You can use one of several methods to overcome the 256 step limit in pre-3.1.1 and pre-2.4.8 AMIs:
Have each step submit several jobs to Hadoop. This does not allow you unlimited steps in pre-3.1.1 and pre-2.4.8 AMIs, but it is the easiest solution if you need a fixed number of steps greater than 256.
Write a workflow program that runs in a step on a long-running cluster and submits jobs to Hadoop. You could have the workflow program either:
Listen to an Amazon SQS queue to receive information about new steps to run.
Check an Amazon S3 bucket on a regular schedule for files containing information about the new steps to run.
Write a workflow program that runs on an EC2 instance outside of Amazon EMR and submits jobs to your long-running clusters using SSH.
Connect to your long-running cluster via SSH and submit Hadoop jobs using the Hadoop API. For more information, see http://hadoop.apache.org/docs/current/api/org/apache/hadoop/mapred/JobClient.html.

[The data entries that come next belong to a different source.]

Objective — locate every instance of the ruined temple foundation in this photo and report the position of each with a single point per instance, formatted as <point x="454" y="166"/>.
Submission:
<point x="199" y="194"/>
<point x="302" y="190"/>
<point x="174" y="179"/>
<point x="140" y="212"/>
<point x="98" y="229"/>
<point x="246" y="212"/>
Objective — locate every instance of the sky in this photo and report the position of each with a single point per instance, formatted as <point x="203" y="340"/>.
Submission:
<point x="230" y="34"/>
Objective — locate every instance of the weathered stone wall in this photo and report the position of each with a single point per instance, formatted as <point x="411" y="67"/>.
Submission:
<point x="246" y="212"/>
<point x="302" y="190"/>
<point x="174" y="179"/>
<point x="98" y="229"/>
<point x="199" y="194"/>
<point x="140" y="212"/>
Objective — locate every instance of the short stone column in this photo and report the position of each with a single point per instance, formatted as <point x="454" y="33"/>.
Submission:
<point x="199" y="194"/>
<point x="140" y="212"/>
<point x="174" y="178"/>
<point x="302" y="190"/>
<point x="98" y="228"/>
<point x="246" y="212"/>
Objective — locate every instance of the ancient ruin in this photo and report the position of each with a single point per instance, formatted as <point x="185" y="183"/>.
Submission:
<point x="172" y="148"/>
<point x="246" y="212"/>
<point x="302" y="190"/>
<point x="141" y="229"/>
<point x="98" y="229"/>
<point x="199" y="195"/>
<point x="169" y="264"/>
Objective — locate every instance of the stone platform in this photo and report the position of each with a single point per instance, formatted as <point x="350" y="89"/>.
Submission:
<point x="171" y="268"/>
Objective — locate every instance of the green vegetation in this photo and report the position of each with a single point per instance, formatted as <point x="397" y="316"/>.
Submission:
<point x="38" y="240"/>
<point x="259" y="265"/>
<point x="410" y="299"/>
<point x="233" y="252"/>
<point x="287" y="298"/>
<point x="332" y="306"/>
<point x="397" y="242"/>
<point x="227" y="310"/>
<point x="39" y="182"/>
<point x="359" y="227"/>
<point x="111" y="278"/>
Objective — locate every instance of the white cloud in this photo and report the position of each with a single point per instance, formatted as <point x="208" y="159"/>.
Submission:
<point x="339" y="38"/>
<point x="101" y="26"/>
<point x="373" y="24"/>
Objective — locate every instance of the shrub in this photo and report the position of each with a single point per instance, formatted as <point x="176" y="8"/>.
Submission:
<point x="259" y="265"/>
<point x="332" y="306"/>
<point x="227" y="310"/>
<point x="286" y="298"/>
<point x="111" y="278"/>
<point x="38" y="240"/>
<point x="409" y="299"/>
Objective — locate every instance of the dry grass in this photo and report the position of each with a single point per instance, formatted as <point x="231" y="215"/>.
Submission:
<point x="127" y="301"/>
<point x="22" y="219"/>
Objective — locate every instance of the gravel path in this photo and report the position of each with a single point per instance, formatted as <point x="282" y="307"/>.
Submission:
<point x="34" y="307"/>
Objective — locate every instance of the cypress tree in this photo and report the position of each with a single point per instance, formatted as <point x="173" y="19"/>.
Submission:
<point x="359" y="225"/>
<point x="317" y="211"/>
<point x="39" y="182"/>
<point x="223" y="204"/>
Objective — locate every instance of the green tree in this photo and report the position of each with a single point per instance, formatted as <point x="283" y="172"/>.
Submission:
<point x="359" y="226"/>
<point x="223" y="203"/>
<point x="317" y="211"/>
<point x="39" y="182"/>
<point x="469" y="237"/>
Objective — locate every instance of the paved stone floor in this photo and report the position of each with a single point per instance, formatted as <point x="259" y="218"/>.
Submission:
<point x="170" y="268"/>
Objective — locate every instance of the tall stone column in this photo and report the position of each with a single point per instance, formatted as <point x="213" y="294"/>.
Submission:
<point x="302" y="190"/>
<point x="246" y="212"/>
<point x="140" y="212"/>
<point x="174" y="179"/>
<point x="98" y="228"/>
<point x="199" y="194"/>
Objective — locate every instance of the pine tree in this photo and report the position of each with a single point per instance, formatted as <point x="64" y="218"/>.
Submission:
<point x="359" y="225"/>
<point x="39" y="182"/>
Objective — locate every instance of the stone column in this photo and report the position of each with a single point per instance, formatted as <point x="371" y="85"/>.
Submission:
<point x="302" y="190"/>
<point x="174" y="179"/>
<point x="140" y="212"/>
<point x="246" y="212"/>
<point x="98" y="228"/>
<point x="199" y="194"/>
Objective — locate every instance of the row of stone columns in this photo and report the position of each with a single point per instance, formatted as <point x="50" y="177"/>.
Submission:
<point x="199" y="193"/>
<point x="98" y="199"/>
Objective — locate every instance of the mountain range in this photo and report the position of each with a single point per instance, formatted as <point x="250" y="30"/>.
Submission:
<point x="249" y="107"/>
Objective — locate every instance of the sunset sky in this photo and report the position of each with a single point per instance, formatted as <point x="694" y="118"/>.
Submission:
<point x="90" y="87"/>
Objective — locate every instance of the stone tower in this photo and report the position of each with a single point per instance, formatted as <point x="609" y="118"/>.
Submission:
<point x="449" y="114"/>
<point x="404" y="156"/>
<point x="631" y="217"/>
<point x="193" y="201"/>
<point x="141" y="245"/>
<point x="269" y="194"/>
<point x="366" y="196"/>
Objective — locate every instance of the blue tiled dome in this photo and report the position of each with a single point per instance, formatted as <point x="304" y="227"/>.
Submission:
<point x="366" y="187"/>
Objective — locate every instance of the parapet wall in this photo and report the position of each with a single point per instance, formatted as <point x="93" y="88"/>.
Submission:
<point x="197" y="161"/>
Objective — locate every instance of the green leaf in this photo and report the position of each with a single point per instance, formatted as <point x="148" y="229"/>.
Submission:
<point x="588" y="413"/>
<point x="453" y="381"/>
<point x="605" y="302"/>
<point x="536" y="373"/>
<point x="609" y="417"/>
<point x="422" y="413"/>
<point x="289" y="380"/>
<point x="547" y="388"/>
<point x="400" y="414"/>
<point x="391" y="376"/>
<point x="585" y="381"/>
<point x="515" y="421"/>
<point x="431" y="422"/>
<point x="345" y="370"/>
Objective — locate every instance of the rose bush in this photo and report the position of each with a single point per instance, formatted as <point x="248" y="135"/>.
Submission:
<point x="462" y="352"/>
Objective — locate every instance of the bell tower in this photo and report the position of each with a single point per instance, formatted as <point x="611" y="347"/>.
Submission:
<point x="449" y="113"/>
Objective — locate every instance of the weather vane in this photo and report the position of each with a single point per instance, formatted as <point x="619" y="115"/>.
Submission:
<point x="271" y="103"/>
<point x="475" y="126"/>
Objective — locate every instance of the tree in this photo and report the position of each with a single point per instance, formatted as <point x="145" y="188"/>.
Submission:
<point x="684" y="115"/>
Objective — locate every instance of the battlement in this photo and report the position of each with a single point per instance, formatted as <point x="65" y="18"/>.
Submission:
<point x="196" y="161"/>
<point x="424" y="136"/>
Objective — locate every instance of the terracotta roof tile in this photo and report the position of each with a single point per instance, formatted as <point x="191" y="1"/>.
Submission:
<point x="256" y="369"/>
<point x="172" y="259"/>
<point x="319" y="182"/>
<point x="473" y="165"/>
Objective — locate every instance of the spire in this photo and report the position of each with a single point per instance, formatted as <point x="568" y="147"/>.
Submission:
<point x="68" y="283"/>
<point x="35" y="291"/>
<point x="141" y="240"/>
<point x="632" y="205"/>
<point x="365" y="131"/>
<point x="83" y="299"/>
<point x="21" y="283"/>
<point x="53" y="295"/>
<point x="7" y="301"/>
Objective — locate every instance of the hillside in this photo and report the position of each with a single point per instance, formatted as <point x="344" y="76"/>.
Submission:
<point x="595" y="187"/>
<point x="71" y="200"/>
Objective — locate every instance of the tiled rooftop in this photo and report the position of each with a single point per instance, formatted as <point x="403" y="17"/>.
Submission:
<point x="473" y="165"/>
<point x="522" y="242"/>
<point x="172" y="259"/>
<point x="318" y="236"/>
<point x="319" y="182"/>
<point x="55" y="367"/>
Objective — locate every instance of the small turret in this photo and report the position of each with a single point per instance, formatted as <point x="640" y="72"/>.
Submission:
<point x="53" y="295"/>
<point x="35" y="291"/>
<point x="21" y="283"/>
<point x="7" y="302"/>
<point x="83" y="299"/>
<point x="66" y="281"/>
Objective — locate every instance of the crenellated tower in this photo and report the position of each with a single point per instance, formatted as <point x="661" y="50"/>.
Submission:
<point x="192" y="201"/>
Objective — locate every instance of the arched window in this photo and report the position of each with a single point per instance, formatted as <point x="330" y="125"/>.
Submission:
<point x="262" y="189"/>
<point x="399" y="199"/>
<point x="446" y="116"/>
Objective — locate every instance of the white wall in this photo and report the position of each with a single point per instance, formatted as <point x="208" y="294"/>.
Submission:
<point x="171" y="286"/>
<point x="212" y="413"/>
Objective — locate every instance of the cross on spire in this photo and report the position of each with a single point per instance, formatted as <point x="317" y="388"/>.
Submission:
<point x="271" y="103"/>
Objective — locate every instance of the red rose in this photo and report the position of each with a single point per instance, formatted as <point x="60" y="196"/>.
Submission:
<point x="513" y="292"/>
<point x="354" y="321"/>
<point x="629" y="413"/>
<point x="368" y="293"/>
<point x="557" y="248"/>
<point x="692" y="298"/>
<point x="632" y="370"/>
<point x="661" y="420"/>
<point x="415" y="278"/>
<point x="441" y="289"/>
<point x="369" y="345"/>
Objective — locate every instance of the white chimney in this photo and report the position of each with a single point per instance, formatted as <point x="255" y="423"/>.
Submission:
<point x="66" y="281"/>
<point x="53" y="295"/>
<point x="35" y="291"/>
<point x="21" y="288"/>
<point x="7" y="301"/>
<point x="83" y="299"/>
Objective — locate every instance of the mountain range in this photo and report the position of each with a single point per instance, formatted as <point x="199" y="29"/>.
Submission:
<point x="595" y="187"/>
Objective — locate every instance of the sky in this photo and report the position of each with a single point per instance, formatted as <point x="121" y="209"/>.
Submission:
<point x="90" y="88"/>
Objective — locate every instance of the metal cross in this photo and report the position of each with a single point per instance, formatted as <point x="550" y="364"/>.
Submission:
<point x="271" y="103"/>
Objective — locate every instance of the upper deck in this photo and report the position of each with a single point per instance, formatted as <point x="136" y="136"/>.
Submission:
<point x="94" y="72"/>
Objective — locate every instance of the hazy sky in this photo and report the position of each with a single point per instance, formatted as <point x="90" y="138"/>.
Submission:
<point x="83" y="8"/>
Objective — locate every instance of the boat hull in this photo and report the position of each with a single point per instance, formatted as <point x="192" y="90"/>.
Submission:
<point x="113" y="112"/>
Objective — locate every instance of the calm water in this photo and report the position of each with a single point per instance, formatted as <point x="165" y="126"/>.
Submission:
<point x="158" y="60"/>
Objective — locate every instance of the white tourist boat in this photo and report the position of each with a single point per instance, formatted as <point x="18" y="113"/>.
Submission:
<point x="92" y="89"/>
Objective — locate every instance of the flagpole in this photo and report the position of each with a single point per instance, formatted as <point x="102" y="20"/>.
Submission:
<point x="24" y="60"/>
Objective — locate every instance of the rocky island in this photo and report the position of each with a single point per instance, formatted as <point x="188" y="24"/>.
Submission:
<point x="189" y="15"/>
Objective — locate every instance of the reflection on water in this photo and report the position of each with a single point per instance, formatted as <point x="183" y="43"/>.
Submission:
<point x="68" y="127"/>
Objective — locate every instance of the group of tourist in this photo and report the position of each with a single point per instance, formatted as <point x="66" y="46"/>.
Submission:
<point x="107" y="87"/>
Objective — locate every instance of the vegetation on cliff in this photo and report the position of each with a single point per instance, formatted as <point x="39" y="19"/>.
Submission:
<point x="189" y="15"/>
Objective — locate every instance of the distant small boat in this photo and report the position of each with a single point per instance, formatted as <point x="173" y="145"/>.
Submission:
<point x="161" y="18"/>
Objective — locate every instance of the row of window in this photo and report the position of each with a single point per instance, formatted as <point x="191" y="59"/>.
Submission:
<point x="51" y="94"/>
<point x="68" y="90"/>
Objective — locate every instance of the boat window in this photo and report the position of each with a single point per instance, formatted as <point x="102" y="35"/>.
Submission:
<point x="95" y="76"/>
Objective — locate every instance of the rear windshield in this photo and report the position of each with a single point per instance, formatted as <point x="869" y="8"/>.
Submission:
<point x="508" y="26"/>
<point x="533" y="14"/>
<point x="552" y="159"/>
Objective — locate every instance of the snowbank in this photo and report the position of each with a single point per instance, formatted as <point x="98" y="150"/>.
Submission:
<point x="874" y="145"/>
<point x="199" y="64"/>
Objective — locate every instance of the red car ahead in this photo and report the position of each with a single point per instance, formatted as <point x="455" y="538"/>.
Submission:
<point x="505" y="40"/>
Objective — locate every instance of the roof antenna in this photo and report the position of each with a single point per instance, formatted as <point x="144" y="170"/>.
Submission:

Connect to the master node using an SSH client (such as PuTTY or OpenSSH) and manually
submit jobs to the cluster or use the
ssh subcommand in the AWS CLI
to both connect and submit jobs. For more information about establishing an SSH
connection with the master node, see Connect to the Master Node Using SSH. For more information about
interactively submitting Hadoop jobs, see Submit Hadoop Jobs Interactively.